Last data update: 2014.03.03

R: Plot a decision tree
plot.C5.0R Documentation

Plot a decision tree

Description

Plot a decision tree.

Usage

## S3 method for class 'C5.0'
plot(x, trial = 0, subtree = NULL, ...)

Arguments

x

an object of class C5.0

trial

an integer for how many boosting iterations are used for prediction.
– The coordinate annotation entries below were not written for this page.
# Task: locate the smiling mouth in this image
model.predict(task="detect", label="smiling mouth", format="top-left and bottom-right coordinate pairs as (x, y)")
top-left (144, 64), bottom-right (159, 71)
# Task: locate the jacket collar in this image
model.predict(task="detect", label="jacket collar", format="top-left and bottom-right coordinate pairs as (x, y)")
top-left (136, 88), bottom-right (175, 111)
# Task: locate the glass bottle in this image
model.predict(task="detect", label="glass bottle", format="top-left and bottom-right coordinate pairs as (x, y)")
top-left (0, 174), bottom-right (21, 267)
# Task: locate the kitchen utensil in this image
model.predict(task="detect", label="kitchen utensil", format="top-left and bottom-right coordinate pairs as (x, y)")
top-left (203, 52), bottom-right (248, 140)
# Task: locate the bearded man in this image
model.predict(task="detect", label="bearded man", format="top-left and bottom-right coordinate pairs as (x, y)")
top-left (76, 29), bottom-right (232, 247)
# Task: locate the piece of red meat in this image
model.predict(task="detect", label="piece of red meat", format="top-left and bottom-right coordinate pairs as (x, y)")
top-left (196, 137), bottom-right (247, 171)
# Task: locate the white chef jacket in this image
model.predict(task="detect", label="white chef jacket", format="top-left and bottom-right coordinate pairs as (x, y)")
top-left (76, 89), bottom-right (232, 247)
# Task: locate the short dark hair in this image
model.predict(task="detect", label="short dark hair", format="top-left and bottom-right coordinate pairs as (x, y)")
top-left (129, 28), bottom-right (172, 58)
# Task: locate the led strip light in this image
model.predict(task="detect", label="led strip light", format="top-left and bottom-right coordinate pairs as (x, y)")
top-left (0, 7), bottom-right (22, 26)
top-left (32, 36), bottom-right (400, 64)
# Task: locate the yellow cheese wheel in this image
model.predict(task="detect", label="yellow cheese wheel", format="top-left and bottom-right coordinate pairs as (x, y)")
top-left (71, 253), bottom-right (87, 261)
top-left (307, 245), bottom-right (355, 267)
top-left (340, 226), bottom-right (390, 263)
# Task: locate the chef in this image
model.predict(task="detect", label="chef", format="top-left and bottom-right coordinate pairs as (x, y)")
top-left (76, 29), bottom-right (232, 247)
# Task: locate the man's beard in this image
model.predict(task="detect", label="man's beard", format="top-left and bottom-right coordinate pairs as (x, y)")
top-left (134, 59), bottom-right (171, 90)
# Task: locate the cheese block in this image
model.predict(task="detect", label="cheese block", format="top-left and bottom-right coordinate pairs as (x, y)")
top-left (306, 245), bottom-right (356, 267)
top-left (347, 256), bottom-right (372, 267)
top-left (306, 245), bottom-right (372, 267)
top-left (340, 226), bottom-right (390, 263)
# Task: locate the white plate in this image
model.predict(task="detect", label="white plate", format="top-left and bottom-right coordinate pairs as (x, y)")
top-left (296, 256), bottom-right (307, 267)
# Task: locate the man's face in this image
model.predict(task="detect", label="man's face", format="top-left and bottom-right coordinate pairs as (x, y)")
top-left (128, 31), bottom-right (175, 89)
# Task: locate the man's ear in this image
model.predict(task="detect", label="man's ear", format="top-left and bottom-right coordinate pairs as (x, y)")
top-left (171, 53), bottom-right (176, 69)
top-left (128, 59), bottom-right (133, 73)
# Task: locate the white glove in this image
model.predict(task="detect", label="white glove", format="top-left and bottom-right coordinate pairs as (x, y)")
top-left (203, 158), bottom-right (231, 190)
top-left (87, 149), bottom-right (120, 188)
NOTE: the internals of C5.0 are zero-based so to get the initial decision tree you must use trial = 0. If trial is set too large, it is reset to the largest value and a warning is given.

subtree

an optional integer that can be used to isolate nodes below the specified split. See [.party for more details.

...

options passed to plot.party

Value

No value is returned; a plot is rendered.

Author(s)

Mark Culp, Max Kuhn

References

Quinlan R (1993). C4.5: Programs for Machine Learning. Morgan Kaufmann Publishers, http://www.rulequest.com/see5-unix.html

See Also

C5.0, [.party

Examples

mod1 <- C5.0(Species ~ ., data = iris)
plot(mod1)
plot(mod1, subtree = 3)


mod2 <- C5.0(Species ~ ., data = iris, trials = 10)
plot(mod2) ## should be the same as above

## plot first weighted tree
plot(mod2, trial = 1)

Results


R version 3.3.1 (2016-06-21) -- "Bug in Your Hair"
Copyright (C) 2016 The R Foundation for Statistical Computing
Platform: x86_64-pc-linux-gnu (64-bit)

R is free software and comes with ABSOLUTELY NO WARRANTY.
You are welcome to redistribute it under certain conditions.
Type 'license()' or 'licence()' for distribution details.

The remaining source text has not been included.